O planeta em que o jogo se passa não é apenas um pano de fundo. Cataclismos recorrentes alteram o ambiente, exigindo adaptação constante, seja no posicionamento da base, na gestão de energia ou na própria sobrevivência. A presença de temperaturas extremas e criaturas agressivas funciona como pressão contínua, especialmente durante a expansão do sistema industrial. À primeira vista, a sinopse não soa especialmente inovadora. Ainda assim, vale lembrar que Green Hell atingiu em dezembro de 2025 seu maior pico de jogadores simultâneos, mesmo seis anos após o lançamento. Isso abre espaço para imaginar que o novo projeto possa atrair jogadores que já demonstram cansaço com fórmulas repetidas no gênero.
(Reprodução)(Reprodução)(Divulgação)(Reprodução)

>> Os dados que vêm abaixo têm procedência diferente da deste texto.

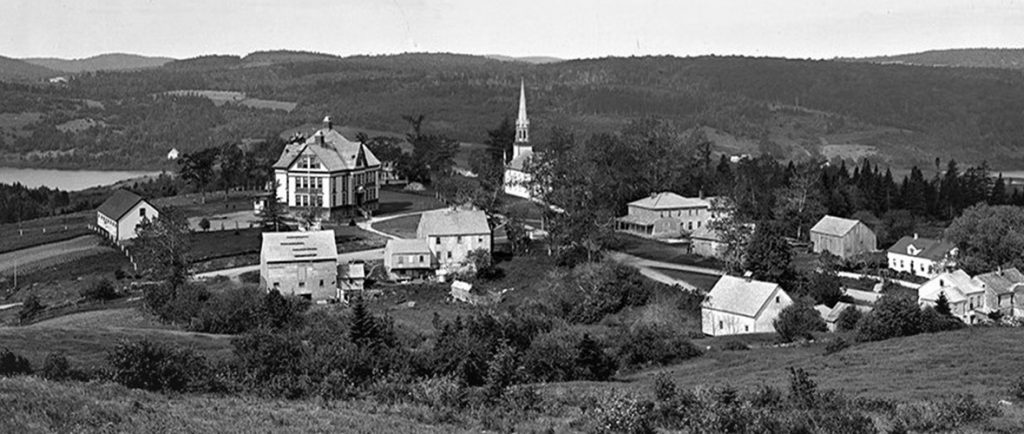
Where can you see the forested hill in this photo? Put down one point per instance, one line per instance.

No Acesso Antecipado, a Creepy Jar visa liberar boa parte das mecânicas centrais: exploração, mineração, automação, construção e combate, tanto no modo solo quanto no cooperativo. A versão completa, segundo o estúdio, deve ampliar biomas, inimigos e estruturas, além de introduzir um conteúdo de endgame mais robusto — algo que ainda ficará para o futuro.
Requisitos de sistema – StarRupture (PC)
Requisitos mínimos
Sistema operacional: Windows 10 ou superior (64 bits)
Processador: Intel Core i5-8400 ou AMD Ryzen 5 2600
Memória: 16 GB de RAM
Placa de vídeo: NVIDIA GeForce GTX 1060 (6 GB VRAM) ou AMD Radeon RX 580 (8 GB VRAM)
DirectX: Versão 12
Armazenamento: 45 GB de espaço disponível
Observações: SSD obrigatório. Conexão com a internet necessária para o modo multiplayer
Requisitos recomendados
Sistema operacional: Windows 10 ou superior (64 bits)
Processador: Intel Core i5-11400F ou AMD Ryzen 5 3600
Memória: 16 GB de RAM
Placa de vídeo: NVIDIA GeForce RTX 3060 (8 GB VRAM) ou AMD Radeon RX 7600 (8 GB VRAM)
DirectX: Versão 12
Armazenamento: 45 GB de espaço disponível
Observações: SSD obrigatório. Conexão com a internet necessária para o modo multiplayer
StarRupture chega oficialmente ao Acesso Antecipado em 6 de janeiro de 2026, exclusivamente para PC via Steam. Se o novo projeto conseguirá repetir o impacto de Green Hell é algo que só o tempo e a resposta da comunidade vão mostrar, mas a base apresentada indica um jogo que merece ser observado com atenção durante seu desenvolvimento. Se for adquirir o título, recomendo “bombardear” os desenvolvedores com feedbacks para melhorias na versão “1.0”.
Preço oficial do jogo StarRupture
Até o momento, a Creepy Jar divulgou apenas os valores internacionais de StarRupture. No Acesso Antecipado, o jogo será vendido por US$ 15,99 durante o período inicial, passando para US$ 19,99 após o fim do desconto. O preço em reais ainda não foi informado, e o valor em BRL deve ser definido apenas no lançamento oficial na Steam. O MeuGamer publicará uma atualização com os preços localizados assim que a página brasileira for liberada. Observe que o jogo também terá legendas e interface em português do Brasil, auxiliando os jogadores compreenderem melhor sobre os desafios e missões proposta pela trama.
Caso estejam prontos para Ruptura estelar é um jogo para testar e ter suas próprias conclusões!